Women and children from Ukraine, including many of our friends and family, are now crossing into Poland, Slovakia, Hungary, Romania, and Moldova. Their husbands are staying behind to fight for their country. My wife and I are spending every waking moment, late into each night, helping our friends who are still in Ukraine, and any others we hear about, coordinating escapes, shelters, and sending money. But we still feel so powerless. It seems like we simply take turns crying throughout the day. We are emotionally and mentally exhausted. But then we remember the courage of those who are actually fighting in the streets, and we muster the energy to keep going.
We’ve also seen many small miracles as we work to save our friends. Members of the Church all over the world have donated to relief efforts, have offered their homes as shelters from the storm, and some in nearby countries have even taken time off work, rented cars, and come to the border to pick up stranded Saints. Our friends and family outside Ukraine have sent us money to help Ukrainian families.
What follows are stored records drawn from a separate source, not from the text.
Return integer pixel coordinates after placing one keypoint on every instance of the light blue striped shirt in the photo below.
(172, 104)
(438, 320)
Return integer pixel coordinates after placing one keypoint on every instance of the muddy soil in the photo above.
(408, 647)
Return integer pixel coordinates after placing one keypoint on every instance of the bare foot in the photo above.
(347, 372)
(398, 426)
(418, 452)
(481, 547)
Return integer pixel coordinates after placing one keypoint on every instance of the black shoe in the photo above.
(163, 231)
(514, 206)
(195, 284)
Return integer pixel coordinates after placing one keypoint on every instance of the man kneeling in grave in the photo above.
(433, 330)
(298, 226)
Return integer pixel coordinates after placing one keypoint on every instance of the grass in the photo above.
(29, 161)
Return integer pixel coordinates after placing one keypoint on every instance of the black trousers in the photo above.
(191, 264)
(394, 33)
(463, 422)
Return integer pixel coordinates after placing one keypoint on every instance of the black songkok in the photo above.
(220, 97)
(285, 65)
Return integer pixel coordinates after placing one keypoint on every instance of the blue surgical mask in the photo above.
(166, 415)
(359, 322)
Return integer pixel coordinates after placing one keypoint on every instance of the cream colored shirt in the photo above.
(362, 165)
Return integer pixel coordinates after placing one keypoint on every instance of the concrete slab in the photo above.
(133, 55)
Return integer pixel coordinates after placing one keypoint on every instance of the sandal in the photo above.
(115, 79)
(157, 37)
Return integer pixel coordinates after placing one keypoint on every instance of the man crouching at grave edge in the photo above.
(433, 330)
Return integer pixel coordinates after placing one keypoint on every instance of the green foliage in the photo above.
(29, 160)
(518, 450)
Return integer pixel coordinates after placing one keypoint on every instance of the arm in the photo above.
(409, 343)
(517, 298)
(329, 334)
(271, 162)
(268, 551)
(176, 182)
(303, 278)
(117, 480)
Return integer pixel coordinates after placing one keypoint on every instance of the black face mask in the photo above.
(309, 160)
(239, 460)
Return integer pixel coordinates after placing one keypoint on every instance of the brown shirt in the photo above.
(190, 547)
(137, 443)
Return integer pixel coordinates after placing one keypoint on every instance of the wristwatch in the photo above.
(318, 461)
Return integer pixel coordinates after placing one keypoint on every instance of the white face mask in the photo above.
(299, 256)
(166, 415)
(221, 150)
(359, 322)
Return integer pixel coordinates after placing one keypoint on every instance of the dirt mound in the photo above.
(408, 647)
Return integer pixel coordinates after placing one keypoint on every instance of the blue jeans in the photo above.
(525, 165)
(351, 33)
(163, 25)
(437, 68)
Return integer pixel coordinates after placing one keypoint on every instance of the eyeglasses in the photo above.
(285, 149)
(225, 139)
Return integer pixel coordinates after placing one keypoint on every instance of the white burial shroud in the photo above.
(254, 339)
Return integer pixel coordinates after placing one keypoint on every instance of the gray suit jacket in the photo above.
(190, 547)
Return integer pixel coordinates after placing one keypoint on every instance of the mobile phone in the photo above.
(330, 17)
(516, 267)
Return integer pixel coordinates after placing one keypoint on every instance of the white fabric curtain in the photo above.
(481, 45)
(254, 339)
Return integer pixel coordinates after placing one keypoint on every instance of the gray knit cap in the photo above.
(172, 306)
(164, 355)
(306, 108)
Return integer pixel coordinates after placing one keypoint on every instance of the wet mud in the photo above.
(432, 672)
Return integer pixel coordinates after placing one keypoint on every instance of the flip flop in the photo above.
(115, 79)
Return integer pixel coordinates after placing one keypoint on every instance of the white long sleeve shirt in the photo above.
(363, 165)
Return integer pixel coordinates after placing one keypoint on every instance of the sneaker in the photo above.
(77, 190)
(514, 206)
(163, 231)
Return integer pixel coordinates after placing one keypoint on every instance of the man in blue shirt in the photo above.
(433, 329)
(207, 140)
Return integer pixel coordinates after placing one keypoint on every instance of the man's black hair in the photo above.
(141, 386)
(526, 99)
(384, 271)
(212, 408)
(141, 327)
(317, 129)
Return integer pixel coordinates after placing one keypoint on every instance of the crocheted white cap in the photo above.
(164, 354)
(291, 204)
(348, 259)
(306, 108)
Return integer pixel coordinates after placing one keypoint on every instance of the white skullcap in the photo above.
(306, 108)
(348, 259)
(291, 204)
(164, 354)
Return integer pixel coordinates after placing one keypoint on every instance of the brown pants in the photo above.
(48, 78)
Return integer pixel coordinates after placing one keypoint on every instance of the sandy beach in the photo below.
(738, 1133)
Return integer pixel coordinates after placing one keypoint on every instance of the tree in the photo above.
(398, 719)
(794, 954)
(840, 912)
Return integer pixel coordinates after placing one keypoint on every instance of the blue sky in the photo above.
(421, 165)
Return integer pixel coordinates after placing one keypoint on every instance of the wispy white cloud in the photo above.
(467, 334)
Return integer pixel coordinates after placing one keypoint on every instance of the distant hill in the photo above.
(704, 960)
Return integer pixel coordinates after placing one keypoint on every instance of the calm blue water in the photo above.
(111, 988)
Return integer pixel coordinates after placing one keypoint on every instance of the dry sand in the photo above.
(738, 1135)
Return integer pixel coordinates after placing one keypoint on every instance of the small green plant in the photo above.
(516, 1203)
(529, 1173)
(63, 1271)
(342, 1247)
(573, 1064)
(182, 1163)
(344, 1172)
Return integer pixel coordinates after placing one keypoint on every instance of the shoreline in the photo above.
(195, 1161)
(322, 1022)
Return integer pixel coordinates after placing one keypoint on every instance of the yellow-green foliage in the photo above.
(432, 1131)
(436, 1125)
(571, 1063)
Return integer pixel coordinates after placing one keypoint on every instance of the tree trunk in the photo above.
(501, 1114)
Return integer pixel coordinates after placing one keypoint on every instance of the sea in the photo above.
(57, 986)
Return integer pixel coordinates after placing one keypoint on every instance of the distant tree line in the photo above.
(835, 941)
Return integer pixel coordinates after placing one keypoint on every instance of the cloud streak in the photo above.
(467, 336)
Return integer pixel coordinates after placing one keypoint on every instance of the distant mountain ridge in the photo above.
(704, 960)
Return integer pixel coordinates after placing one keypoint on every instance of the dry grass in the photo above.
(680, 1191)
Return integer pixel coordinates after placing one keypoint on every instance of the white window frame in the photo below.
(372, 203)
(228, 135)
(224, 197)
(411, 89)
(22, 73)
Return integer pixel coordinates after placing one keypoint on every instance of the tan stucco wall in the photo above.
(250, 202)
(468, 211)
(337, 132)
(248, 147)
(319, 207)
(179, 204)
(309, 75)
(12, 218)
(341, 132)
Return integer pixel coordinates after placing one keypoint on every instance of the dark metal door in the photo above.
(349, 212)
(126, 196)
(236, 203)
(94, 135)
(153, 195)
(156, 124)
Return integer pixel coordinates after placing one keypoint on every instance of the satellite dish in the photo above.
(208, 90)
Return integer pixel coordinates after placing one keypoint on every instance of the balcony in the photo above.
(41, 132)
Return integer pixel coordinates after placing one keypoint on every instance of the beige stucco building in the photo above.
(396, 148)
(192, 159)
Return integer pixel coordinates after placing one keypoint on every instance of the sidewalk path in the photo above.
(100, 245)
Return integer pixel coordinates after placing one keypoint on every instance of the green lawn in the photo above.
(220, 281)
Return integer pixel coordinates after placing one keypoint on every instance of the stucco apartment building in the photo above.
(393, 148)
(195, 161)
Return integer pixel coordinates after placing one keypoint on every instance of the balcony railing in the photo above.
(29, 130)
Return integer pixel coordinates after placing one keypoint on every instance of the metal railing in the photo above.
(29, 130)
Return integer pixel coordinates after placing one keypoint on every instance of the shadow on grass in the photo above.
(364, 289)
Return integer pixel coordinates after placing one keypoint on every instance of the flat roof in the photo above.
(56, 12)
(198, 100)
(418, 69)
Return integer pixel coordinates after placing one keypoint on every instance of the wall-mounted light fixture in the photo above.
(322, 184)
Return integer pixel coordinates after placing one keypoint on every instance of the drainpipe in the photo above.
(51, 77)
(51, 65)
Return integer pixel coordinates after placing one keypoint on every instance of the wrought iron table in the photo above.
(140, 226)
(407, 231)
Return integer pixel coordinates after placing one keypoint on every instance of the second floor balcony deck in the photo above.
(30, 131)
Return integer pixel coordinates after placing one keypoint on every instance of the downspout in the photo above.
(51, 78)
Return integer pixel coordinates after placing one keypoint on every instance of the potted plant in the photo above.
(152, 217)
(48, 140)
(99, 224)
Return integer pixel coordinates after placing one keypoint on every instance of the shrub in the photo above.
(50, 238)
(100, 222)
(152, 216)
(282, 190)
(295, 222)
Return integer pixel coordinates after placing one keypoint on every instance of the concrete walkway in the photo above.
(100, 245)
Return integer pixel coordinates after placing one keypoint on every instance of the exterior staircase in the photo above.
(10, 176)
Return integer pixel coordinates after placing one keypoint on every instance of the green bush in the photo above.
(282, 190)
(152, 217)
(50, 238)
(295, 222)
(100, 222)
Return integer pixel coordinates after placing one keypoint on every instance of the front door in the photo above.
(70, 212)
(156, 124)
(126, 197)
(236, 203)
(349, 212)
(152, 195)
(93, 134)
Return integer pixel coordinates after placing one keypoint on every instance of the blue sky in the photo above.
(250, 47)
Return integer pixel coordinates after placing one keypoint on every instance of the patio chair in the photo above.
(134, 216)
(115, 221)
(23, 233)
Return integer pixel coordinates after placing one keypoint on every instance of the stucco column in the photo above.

Because of their sacrifices, we’ve been able to help provide food, shelter, and evacuation assistance.
We’ve been able to help children without parents, grandmothers whose houses were destroyed by shelling, refugee children who were sleeping on the floor, families who are currently without any income, and grandparents and children who are running out of food as the conflict erupts in their cities. These Christlike people who have donated and offered help are welcoming the “stranger,” as the Savior asked us to do:
“For I was an hungered, and ye gave me meat: I was thirsty, and ye gave me drink: I was a stranger, and ye took me in …
“… Verily I say unto you, Inasmuch as ye have done it unto one of the least of these my brethren, ye have done it unto me” (Matthew 25:35, 40, emphasis added).
My ancestor, Hosea Stout, who served as chief of police in Nauvoo and was a personal bodyguard of Joseph Smith, was also a refugee almost 200 years ago. His family was forced out of their home, essentially at gunpoint. They trudged through mud and snow for over a thousand miles. When storms came, he stood outside his family’s tent, trying to keep it from collapsing in the wind. And still, most of his family died. I had a picture of him on my wall when I worked with refugees, so I could point to him and tell my refugee clients I had some small connection with their situation. Now I am one of them.
It seems the world will never be rid of war and conflict. But there will always be heroes, people who do for others what they cannot do themselves, like the Savior. In every crisis, we have the opportunity to be either a bystander or a hero. Right now, over 40 million Ukrainians are rising to the task of the century, confounding everyone’s expectations, and doing what no one thought possible. They are fighting for their rights to speak and worship as they choose.
We could easily apply Alma’s stirring words to the situation happening right now:
“Nevertheless, [they] were inspired by a better cause, for they were not fighting for monarchy nor power but they were fighting for their homes and their liberties, their wives and their children, and their all, yea, for their rites of worship and their church ” (Alma 43:45).
Ukraine is a very special, holy place, and I knew it from my first day as a missionary back in 2001. The Saints there are some of the most sincere, resilient, incredible people I’ve ever met.
Now it’s our turn to “let the lower lights be burning, send a gleam across the wave” (Hymns, no. 335). It’s our turn to “go and bring in those people now on the plains,” as Brigham Young pleaded.
Please pray for us. Ukraine needs (and deserves) all the help it can get.